1. Setup TwitterMap Using Cloudberry and AsterixDB

This page includes instructions on how to use Cloudberry and AsterixDB to setup a small instance of the TwitterMap on a local machine. The following diagram illustrates its architecture: architecture

System requirements:

  • Linux or Mac
  • At least 4GB memory

Step 1: Follow the instructions on this page to install sbt.

Step 2: Clone the Cloudberry codebase from github.

~> git clone https://github.com/ISG-ICS/cloudberry.git

Suppose the repostory is cloned to the folder ~/cloudberry.
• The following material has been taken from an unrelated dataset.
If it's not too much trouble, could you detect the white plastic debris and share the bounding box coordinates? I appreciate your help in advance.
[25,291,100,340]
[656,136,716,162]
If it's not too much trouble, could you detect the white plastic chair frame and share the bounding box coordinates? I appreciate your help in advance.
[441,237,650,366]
Step 3: Use the following steps to start a Docker container that has a pre-built AsterixDB cluster.

  1. Install Docker (version at least 1.10) on the local machine;
  2. Run the following commands:
~> cd cloudberry/
~/cloudberry> ./script/dockerRunAsterixDB.sh

The second command will download and run a prebuilt AsterixDB docker container from here. This step may take 5-10 minutes or even longer, depending on your network speed. After it finishes, you should see the messages as shown in the following screenshot: docker

After you have installed the docker container for the first time, you can restart it using the following command in case the docker is shutdown:

~> docker start cc nc1

If you want to shutdown the docker container later, you can use the following command:

~> docker stop cc nc1

Step 4: Compile and run the Cloudberry server.
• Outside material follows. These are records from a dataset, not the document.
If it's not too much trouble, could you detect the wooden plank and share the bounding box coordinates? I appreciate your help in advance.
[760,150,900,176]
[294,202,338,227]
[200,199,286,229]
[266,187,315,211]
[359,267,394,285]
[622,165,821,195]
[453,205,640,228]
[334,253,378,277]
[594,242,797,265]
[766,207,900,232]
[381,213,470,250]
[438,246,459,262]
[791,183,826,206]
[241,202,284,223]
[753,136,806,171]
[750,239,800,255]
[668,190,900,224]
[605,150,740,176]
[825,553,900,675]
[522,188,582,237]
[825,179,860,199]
~/cloudberry> cd cloudberry
~/cloudberry> sbt compile
~/cloudberry> sbt "project neo" "run"

Wait until the shell prints the messages shown in the following screenshot: neo

Step 5: Open another terminal window to ingest sample tweets (about 47K) and US population data into AsterixDB.

~/cloudberry> cd ../examples/twittermap
~/twittermap> ./script/ingestAllTwitterToLocalCluster.sh

When it finishes you should see the messages as shown in the following screenshot: ingestion

Step 6: Start the TwitterMap Web server (in port 9001) by running the following command in another shell:

~/twittermap> sbt "project web" "run 9001"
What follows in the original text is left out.